Data were analyzed using WinEEG software (www.mitsar-eeg.com) as well as house-made Matlab routines. Raw EEG data were 1.0 Hz high-pass filtered (24 dB). Eye movements were corrected using an ICA procedure (WinEEG software; www.mitsar-eeg.com). Remaining artifacts exceeding ± 100 μV in amplitude or containing a change of over 100 μV within a period of 50 ms were rejected. The EEG was then segmented into epochs ranging from 300 ms before to 1000 ms after stimulus onset for all conditions.

TBO, i.e., event-related de-synchronization (ERD/S), was calculated by applying a wavelet analysis to individual trials and averaging the time frequency plots (WinEEG software; www.mitsar-eeg.com). This procedure was applied to frequencies ranging from 4 to 7 Hz in steps of 0.5 Hz (theta band) and the amplitudes were extracted and baseline-corrected yielding time–frequency plots.

The scalp distribution of this TBO was widely spread, and therefore, our main analysis compared the mean TBO in left, midline and right clusters of electrodes at anterior, center and posterior regions as well as bio-temporal regions (see Fig. 3).

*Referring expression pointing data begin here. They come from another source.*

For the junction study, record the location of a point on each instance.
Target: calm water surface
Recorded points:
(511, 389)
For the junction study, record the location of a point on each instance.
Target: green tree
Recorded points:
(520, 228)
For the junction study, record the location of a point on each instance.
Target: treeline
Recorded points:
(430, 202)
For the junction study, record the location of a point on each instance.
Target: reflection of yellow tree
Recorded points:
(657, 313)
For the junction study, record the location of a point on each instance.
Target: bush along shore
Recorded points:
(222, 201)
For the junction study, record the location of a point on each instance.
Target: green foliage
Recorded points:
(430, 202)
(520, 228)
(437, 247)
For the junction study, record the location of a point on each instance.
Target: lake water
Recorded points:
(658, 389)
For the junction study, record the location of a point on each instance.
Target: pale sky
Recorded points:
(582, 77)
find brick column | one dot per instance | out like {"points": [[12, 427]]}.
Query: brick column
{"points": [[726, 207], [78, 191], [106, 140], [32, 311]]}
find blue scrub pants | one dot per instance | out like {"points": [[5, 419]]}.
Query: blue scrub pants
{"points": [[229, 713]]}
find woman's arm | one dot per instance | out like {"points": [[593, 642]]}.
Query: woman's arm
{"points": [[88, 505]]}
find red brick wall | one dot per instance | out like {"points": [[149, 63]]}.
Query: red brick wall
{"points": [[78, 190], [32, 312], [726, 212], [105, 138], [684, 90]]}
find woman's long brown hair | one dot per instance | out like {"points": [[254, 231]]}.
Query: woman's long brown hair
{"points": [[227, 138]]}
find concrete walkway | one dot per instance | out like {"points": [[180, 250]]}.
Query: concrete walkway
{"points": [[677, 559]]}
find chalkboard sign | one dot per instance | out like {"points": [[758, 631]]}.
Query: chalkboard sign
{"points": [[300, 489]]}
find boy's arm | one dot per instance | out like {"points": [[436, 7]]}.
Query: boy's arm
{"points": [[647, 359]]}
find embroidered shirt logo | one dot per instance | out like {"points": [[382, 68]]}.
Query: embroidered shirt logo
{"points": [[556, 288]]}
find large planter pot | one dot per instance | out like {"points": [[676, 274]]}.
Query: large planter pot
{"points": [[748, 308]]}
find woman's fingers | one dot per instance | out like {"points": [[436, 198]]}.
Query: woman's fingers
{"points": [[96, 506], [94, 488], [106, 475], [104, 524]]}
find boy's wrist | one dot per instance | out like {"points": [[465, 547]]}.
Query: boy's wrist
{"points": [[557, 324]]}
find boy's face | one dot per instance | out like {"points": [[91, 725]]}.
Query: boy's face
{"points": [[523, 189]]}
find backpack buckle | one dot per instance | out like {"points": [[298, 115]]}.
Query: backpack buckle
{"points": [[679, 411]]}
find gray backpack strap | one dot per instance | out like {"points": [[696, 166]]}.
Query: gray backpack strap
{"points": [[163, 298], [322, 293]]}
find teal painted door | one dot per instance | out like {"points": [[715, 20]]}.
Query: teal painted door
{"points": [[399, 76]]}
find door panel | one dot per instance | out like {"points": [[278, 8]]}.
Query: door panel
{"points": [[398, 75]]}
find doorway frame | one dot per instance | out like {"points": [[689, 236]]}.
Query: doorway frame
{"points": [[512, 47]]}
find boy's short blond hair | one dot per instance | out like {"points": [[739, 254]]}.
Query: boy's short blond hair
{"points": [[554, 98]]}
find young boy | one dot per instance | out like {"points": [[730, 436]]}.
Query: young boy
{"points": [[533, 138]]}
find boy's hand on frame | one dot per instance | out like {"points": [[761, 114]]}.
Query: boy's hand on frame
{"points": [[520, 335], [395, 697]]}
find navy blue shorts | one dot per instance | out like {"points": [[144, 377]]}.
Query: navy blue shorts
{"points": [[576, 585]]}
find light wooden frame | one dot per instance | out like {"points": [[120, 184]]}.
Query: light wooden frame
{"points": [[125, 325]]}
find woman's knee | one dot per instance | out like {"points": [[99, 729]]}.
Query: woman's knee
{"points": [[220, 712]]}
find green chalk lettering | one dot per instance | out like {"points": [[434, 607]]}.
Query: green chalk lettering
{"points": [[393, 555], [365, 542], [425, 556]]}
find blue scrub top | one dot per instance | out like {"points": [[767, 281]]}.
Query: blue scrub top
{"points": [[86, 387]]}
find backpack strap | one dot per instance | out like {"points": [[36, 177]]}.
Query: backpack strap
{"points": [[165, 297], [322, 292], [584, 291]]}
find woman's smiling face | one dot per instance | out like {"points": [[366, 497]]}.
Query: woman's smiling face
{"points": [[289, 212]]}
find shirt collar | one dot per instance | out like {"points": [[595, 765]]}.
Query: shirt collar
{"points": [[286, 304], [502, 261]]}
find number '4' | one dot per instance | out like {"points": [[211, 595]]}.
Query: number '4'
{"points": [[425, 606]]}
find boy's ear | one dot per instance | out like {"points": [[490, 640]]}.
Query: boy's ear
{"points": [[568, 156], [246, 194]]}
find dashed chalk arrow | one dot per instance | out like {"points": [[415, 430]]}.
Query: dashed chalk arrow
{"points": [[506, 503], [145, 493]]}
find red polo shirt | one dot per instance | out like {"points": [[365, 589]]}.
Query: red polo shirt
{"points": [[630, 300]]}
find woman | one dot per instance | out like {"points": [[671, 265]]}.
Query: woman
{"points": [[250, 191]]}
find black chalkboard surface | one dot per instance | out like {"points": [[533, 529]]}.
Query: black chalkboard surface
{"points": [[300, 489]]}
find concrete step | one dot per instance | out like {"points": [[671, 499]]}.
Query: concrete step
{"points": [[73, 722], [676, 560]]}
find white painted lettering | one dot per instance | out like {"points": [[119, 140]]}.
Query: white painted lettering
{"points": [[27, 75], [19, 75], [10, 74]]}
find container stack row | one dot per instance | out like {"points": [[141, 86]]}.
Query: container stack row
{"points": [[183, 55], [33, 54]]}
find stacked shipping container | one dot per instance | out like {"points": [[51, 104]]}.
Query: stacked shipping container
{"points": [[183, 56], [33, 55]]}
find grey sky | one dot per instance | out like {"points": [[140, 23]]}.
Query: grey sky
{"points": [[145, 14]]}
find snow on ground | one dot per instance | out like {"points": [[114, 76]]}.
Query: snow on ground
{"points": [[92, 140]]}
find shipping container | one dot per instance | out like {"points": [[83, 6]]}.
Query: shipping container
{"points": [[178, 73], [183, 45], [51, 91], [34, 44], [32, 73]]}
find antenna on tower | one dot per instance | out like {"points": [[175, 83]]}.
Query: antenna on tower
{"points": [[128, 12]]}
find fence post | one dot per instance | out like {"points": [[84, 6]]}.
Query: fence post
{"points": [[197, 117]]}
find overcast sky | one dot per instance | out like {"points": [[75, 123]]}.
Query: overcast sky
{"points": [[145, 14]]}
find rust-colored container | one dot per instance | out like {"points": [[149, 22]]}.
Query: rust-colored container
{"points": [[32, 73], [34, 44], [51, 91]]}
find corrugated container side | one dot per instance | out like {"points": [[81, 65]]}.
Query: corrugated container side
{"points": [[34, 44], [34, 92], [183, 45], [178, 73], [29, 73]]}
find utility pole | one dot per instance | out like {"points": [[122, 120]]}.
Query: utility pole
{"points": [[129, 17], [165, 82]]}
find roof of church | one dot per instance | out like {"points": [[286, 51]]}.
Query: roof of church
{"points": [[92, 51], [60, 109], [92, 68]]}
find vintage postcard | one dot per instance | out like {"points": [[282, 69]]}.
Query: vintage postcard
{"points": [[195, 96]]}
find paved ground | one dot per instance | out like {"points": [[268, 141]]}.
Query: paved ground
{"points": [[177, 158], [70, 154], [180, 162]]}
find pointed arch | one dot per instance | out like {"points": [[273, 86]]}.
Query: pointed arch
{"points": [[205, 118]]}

We calculated the mean TBO during an epoch between 200–500 ms post stimulus onset and the measurements were subjected to ANOVAs with repeated measures in order to determine statistical reliability. For the anterior–posterior regions, the factors were stimulus Category (word, emoji), Congruency (congruent, incongruent), Anterior–Posterior distribution (anterior, center, posterior), and Laterality (left, medial, right). For the temporal regions, the factors were stimulus Category (word, emoji), Congruency (congruent, incongruent), and Laterality (left and right). In all the analyses, degrees of freedom and MSEs were corrected for non-sphericity using the Greenhouse–Geisser correction (for simplicity, the uncorrected degrees of freedom are presented).

Figure 3
figure 3

Electrode montages for the different scalp distribution of TBO computation.